Download or read book Sustaining the Borderlands in the Age of NAFTA written by Suzanne Simon and published by Vanderbilt University Press. This book was released on 2014-06-20 with total page 294 pages. Available in PDF, EPUB and Kindle. Book excerpt: Sustaining the Borderlands in the Age of NAFTA provides the only book-length study of the impact on residents of the US-Mexico border of NAFTA's Environmental and Labor Side Accords, which required each state to enforce labor and environmental regulations. Through field research in Matamoros, Tamaulipas, anthropologist Suzanne Simon tests the premise that the side accords would encourage Mexican grassroots democratization. The effectiveness of the side accords was tied to transparency and accountability and practically bound to opportunities for Mexican border populations to participate in the side accord petitioning and civil society input mechanisms. Simon conducted sixteen months of fieldwork with both a group of environmental activists and a group of those fighting for labor justice in Mexico. Both of these groups became enmeshed in the types of cross-border advocacy networks and coalition building efforts that are typical of the NAFTA era. Although the key to the side accords' anticipated success lay in their ostensibly generous encouragement of a participatory politics and sustainable development opportunities, Sustaining the Borderlands reveals that the Mexican border populations for which they were largely created are effectively excluded from participating due to the ongoing online, territorial, class, and cultural barriers that shape the borderlands. Rather than experiencing the side accords and their companion institutions as transparent and accessible, residents experienced them as opaque and indecipherable. Simon concludes that the side accords have failed to deliver on their promise of bringing democracy to Mexico because practical mechanisms that would ensure their effective implementation were never put in place. NAFTA took effect at a time when Mexico was undergoing a democratic transition. The treaty was supposed to encourage this transition and improve environmental and labor conditions on the US-Mexico border. This book demonstrates that, twenty years later, the promises of NAFTA have not come to pass.

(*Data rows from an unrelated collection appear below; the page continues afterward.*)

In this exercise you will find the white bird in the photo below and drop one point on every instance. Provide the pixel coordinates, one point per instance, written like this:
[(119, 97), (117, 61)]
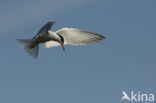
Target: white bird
[(125, 96), (64, 36)]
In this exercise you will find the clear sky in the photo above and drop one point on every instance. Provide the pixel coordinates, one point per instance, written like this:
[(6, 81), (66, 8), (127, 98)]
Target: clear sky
[(97, 73)]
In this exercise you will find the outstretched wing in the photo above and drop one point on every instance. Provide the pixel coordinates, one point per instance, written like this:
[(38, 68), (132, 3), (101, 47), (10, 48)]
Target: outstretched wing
[(77, 37), (44, 30), (50, 44)]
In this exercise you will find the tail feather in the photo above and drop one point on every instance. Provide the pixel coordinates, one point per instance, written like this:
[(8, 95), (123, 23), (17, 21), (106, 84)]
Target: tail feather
[(29, 46)]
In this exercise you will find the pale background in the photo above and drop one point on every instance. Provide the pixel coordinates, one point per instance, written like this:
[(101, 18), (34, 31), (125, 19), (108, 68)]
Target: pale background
[(97, 73)]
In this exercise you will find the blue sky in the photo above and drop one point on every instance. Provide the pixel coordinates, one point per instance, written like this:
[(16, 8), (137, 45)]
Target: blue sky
[(97, 73)]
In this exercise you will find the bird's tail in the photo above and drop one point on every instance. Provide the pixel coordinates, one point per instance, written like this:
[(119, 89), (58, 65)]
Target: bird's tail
[(29, 46)]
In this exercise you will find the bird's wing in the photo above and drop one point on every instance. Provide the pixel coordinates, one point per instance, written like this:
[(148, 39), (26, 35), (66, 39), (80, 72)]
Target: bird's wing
[(50, 44), (77, 37), (44, 30), (124, 93)]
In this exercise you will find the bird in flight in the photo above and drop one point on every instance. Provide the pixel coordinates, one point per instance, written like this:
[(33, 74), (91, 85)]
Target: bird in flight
[(64, 36)]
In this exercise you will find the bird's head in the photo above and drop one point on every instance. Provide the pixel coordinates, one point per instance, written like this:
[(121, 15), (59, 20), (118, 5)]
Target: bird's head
[(62, 42)]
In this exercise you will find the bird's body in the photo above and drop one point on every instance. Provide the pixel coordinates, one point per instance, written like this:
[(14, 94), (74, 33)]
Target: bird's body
[(64, 36)]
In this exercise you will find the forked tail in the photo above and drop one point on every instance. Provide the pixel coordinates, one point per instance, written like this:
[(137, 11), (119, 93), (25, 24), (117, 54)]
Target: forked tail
[(29, 46)]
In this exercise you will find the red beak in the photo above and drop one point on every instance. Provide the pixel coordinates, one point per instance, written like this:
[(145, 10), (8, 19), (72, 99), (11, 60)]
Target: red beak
[(63, 46)]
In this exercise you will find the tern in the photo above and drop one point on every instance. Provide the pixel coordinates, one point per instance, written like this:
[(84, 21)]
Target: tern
[(125, 96), (64, 36)]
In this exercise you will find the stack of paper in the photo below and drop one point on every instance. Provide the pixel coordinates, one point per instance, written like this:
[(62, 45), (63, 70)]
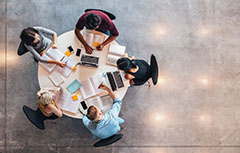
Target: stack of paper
[(74, 86), (55, 78), (115, 52)]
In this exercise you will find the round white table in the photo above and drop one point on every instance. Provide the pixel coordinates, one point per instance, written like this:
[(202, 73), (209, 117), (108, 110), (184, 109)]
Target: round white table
[(82, 72)]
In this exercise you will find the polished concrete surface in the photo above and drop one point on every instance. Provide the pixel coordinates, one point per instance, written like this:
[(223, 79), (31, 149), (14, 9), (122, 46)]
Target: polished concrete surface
[(195, 107)]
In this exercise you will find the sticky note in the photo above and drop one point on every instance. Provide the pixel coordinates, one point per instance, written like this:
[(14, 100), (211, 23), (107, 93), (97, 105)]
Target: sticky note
[(75, 97), (67, 53), (95, 44), (74, 86), (74, 68)]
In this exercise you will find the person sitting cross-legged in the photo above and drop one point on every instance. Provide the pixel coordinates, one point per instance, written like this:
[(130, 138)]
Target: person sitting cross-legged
[(104, 125)]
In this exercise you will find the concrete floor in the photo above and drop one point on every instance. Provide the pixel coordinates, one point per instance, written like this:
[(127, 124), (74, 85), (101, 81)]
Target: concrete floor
[(193, 109)]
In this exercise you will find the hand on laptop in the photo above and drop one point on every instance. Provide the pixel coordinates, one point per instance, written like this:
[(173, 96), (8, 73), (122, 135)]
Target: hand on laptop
[(99, 47), (88, 49), (61, 64)]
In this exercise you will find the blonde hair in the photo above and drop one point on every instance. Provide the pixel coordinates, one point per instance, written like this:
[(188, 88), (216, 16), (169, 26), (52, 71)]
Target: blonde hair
[(44, 97)]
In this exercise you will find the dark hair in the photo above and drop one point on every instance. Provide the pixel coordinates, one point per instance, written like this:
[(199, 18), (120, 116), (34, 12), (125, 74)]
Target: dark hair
[(91, 21), (125, 64), (28, 35), (92, 113)]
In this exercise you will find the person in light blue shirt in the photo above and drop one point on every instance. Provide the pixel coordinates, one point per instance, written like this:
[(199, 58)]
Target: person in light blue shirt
[(104, 126)]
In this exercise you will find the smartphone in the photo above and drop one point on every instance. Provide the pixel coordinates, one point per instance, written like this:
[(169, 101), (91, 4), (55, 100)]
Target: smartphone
[(78, 52), (70, 49), (84, 105)]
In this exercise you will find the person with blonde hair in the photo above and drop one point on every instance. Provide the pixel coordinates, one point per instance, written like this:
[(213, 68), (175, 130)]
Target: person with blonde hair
[(46, 102), (104, 125)]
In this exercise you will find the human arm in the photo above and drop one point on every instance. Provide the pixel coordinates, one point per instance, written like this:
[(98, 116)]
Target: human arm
[(88, 48), (85, 121), (126, 55), (112, 95), (109, 39), (54, 41)]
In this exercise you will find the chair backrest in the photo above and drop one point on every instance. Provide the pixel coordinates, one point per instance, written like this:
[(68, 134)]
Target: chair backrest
[(108, 141), (35, 117), (21, 49), (154, 69), (110, 15)]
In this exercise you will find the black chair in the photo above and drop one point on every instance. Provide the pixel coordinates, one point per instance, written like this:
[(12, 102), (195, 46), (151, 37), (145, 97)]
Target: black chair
[(21, 49), (108, 141), (154, 69), (110, 15), (36, 117)]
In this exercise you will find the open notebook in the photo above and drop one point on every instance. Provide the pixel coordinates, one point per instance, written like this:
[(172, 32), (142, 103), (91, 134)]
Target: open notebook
[(93, 39), (66, 102), (51, 54), (115, 52), (104, 103), (90, 86), (55, 54)]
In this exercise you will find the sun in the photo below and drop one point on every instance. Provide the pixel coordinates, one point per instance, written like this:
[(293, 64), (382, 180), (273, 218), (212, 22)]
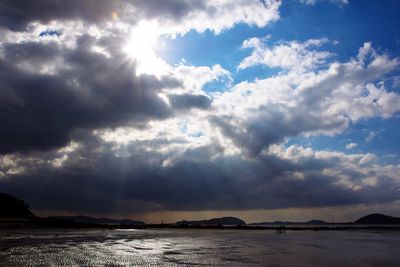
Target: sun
[(140, 47)]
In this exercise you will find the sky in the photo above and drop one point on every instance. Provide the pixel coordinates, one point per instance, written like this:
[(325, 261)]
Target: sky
[(178, 109)]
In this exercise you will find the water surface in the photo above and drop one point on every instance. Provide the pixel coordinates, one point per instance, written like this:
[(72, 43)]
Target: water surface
[(182, 247)]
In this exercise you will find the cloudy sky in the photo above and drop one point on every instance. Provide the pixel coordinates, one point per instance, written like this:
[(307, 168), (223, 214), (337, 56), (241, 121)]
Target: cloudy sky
[(185, 109)]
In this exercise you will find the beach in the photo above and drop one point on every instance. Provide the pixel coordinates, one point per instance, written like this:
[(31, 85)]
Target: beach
[(186, 247)]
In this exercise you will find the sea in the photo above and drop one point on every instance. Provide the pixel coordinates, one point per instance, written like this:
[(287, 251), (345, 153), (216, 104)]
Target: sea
[(198, 247)]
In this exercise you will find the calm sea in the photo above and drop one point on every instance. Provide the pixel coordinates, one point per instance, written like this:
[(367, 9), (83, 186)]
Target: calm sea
[(180, 247)]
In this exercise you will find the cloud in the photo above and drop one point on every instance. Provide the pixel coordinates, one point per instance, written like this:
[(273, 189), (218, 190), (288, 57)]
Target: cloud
[(286, 55), (313, 2), (305, 103), (137, 182), (75, 110), (173, 16), (350, 146)]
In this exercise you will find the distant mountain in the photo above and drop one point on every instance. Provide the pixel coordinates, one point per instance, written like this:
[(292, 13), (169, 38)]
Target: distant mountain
[(377, 218), (12, 207), (91, 220), (311, 222), (215, 221)]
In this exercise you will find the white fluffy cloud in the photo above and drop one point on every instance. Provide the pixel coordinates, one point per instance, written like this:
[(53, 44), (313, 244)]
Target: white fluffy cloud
[(313, 2), (350, 146), (286, 55), (257, 114)]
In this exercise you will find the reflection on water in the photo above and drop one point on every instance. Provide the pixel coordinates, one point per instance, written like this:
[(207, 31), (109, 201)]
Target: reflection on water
[(198, 247)]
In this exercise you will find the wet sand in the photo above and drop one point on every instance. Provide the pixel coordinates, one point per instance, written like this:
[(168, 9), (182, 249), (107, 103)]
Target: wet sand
[(183, 247)]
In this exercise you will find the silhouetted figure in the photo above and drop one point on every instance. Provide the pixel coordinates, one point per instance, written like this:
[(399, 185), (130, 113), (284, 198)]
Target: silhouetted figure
[(281, 230)]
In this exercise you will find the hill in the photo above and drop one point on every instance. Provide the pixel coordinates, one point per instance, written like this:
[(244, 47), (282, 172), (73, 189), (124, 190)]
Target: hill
[(311, 222), (91, 220), (12, 207), (215, 221), (377, 218)]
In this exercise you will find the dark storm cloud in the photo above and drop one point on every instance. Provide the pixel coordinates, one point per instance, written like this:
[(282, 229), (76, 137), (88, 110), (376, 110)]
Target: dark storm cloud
[(15, 15), (271, 124), (41, 111), (186, 101), (138, 182), (172, 9)]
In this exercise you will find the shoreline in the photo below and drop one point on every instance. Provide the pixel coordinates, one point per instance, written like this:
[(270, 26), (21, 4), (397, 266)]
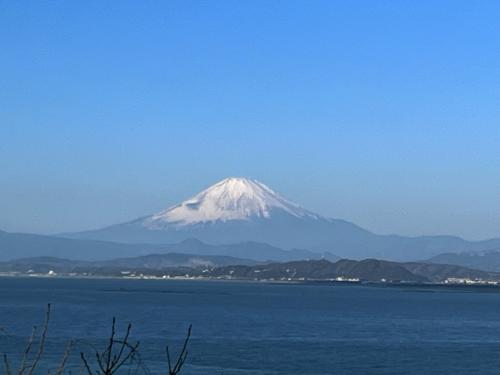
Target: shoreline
[(387, 284)]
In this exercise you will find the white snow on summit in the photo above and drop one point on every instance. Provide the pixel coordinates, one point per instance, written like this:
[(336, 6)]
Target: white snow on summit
[(229, 199)]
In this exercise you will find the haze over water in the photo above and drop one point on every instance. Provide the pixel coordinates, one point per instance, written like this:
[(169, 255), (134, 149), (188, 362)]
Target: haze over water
[(261, 328)]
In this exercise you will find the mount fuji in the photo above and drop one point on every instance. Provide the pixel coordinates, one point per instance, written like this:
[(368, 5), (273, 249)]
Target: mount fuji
[(238, 210)]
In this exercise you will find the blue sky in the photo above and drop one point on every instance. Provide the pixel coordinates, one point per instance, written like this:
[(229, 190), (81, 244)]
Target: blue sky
[(384, 113)]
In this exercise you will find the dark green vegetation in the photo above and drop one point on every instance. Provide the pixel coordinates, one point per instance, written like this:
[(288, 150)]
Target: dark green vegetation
[(182, 265), (20, 245)]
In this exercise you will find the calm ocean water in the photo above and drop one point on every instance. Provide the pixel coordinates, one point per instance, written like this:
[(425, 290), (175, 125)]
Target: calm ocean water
[(256, 328)]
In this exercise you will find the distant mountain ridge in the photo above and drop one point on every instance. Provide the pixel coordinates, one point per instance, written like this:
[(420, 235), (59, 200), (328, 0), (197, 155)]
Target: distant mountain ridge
[(372, 270), (238, 210), (19, 245), (482, 260)]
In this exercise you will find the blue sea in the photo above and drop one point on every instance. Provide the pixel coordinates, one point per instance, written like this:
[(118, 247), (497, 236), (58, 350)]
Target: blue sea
[(244, 328)]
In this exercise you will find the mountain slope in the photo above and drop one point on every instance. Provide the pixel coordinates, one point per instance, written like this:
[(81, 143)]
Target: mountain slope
[(20, 245), (482, 260), (241, 210)]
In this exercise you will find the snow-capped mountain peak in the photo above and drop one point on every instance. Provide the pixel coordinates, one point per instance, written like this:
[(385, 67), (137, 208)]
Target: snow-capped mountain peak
[(235, 198)]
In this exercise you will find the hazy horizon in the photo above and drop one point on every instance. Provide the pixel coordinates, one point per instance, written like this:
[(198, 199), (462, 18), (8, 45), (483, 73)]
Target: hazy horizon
[(383, 114)]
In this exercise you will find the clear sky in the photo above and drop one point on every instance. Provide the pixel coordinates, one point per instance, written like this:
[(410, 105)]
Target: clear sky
[(384, 113)]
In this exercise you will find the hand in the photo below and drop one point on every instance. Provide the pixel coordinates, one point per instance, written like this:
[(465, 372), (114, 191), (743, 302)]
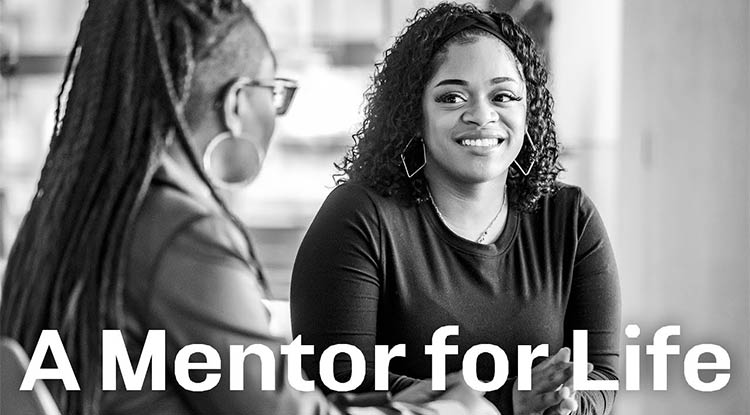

Book Environmental Sociology

    Book Details:
  • Author : Leslie King
  • Publisher : Rowman & Littlefield
  • Release : 2009
  • ISBN : 0742559084
  • Pages : 494 pages

Download or read book Environmental Sociology written by Leslie King and published by Rowman & Littlefield. This book was released on 2009 with total page 494 pages. Available in PDF, EPUB and Kindle. Book excerpt: Environmental Sociology, intended for use in Environmental Sociology courses, uses sociological methods and perspectives to analyze key environmental issues. The reader is organized like an introduction to sociology reader, and comprised of readings that are accessible to and interesting for undergraduates.